The HSMR compares the actual number of deaths in a hospital with the average Canadian experience, after adjusting for several factors that may affect in-hospital mortality rates, such as the age, sex, diagnosis and admission status of patients. The ratio provides a starting point to assess mortality rates and identify areas for improvement to help reduce hospital deaths.
Tremblay failed to spend much time on quality issues, suggesting the data was up on the hospital’s web site.
In fact, the PRHC “performance dashboard” has considerable red on it – an indicator that the hospital has not improved its performance towards established targets. As an interesting footnote, there is no colour indicator on the dashboard to show where performance had actually declined. The hospital is showing poor performance on a series of indicators ranging from length of stay and alternate level of care occupancy to hand washing and rates of MRSA and C. Difficile.
A year after the HIP was introduced the hospital is still in the process of layoff. To date 145 full-time equivalent positions have been deleted through early retirement, voluntary exits, transfers and natural attrition. 19 FTE layoffs have been accepted, while 17 FTE layoffs had to be rescinded. There are 38 FTE layoffs still in process.
Tremblay acknowledged the irony that this was taking place against a backdrop where the hospital was struggling to recruit part-time workers and some specialized positions.
One of the difficulties the hospital has is recruiting when staff morale is low. Its online presentation shows that only 29.9 per cent of PRHC’s staff responded positively to five composite questions that make up something called the “Organizational Commitment Composite.” The average of hospitals using this tool scores at 55.1 per cent.
Tremblay said he did have success in reducing overtime by 62 per cent and absenteeism was down to an average of 10 days per year. This he credited to the hospital’s wellness program.
Community groups have alleged that patients are being discharged from the hospital before they are ready. The online quality survey has no data on 30-day repeat visits to the hospital.
Tremblay did say they closed 20 beds last October.
Tremblay appeared irritated about a letter in the Peterborough Examiner stating $24 million in funding was clawed back in 2010, and a further $14 million in 2009. Tremblay said the hospital had not earned the money and had to give it back. “Clawback would be an incorrect term,” he said.
After Tremblay had left, acting LHIN CEO Paul Barker was critical of other LHINs for advocating financial bailouts before the hospitals had gotten their house in order.
“We have been consistent in our message to find ways to be more efficient with as little impact on care as possible,” he said. “We have always gotten all the way there on our own.”

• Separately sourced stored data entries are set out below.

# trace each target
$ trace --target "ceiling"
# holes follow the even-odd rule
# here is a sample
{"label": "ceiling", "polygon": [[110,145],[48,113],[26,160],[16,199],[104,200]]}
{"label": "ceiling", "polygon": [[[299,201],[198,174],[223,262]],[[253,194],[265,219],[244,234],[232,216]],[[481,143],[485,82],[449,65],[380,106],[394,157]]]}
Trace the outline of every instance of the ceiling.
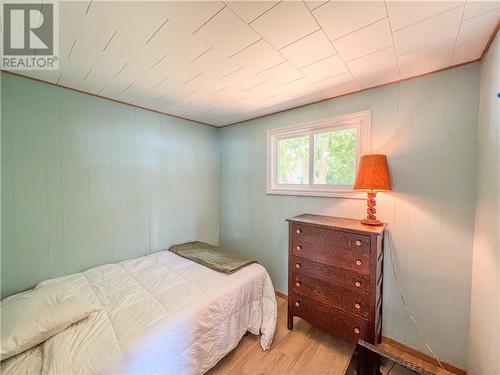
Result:
{"label": "ceiling", "polygon": [[71,1],[37,79],[223,126],[474,61],[500,1]]}

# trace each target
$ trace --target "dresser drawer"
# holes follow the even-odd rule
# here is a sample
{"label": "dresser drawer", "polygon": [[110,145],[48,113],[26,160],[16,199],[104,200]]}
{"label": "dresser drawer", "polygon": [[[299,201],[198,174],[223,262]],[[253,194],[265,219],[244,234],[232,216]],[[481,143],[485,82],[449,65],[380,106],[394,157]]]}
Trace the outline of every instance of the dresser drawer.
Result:
{"label": "dresser drawer", "polygon": [[370,237],[333,229],[292,224],[292,254],[368,274]]}
{"label": "dresser drawer", "polygon": [[325,305],[345,312],[368,317],[368,297],[352,290],[334,287],[321,280],[292,274],[292,290]]}
{"label": "dresser drawer", "polygon": [[289,314],[291,312],[294,316],[300,316],[309,323],[349,342],[356,343],[359,339],[370,339],[367,322],[362,318],[342,313],[295,292],[291,292],[289,298],[291,299]]}
{"label": "dresser drawer", "polygon": [[290,262],[294,277],[302,275],[312,276],[331,286],[350,289],[362,294],[368,294],[369,292],[370,283],[368,275],[294,256],[292,256]]}

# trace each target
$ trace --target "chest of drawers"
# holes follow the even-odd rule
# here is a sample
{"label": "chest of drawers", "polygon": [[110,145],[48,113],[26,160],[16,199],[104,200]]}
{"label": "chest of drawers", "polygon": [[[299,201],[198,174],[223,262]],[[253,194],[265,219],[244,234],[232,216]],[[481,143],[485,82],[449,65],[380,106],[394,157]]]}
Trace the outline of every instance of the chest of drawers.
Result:
{"label": "chest of drawers", "polygon": [[288,329],[298,316],[349,342],[379,341],[385,226],[311,214],[287,221]]}

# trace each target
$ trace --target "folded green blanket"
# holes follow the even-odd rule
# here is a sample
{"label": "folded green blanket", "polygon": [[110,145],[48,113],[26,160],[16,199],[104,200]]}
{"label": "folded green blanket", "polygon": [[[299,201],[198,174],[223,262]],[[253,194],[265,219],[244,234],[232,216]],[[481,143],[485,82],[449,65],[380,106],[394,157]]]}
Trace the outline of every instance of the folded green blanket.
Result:
{"label": "folded green blanket", "polygon": [[205,242],[193,241],[171,246],[171,252],[213,270],[233,273],[257,261]]}

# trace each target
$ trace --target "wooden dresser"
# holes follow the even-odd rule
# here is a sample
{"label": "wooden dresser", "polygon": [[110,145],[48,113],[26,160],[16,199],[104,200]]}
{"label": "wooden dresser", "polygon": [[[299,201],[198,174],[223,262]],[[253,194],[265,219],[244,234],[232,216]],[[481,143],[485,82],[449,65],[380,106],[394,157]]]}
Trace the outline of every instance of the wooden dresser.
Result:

He said Peterborough had not been underfunded, but had “not been operating in a proper way.”
Claiming he was speaking personally, he criticized the province for giving the Niagara Health System $15 million last year only to come back to projected deficits for this year and next.
He said hospitals in the Central East LHIN accepted their responsibility and were mindful of risks to quality.
Barker said that when the Minister of Health recently toured Peterborough Regional, she said “this is a place we want to make investments.”’
Tremblay is next to appear before the LHIN in April.
As a worker at PRHC I can tell you that there is no wellness program in place, as suggested by Mr. Tremblay to be the reason for reduction in absenteeism and overtime. Staff have criticized Senior Management for enforcing a disciplinary attendance management program (staff will come to work sick to avoid being placed on program) while having no wellness program to try and change the poisoned environment in which we find ourselves working every day. Vague efforts to appear interested in developing a Wellness program have fluttered and now disappeared. The manager assigned this task has been promoted to a new portfolio. Overtime has been reduced by not replacing the first sick call (remaining staff then work short and carry heavier workload). Tremblay refers to his success of reducing OT as “reducing the gravy”. Staff cannot perform their duties effectively when they are racing around trying to cover two positions. Quality of patient care IS effected. Morale is at an all time low – who would have thought it could get worse, but it has.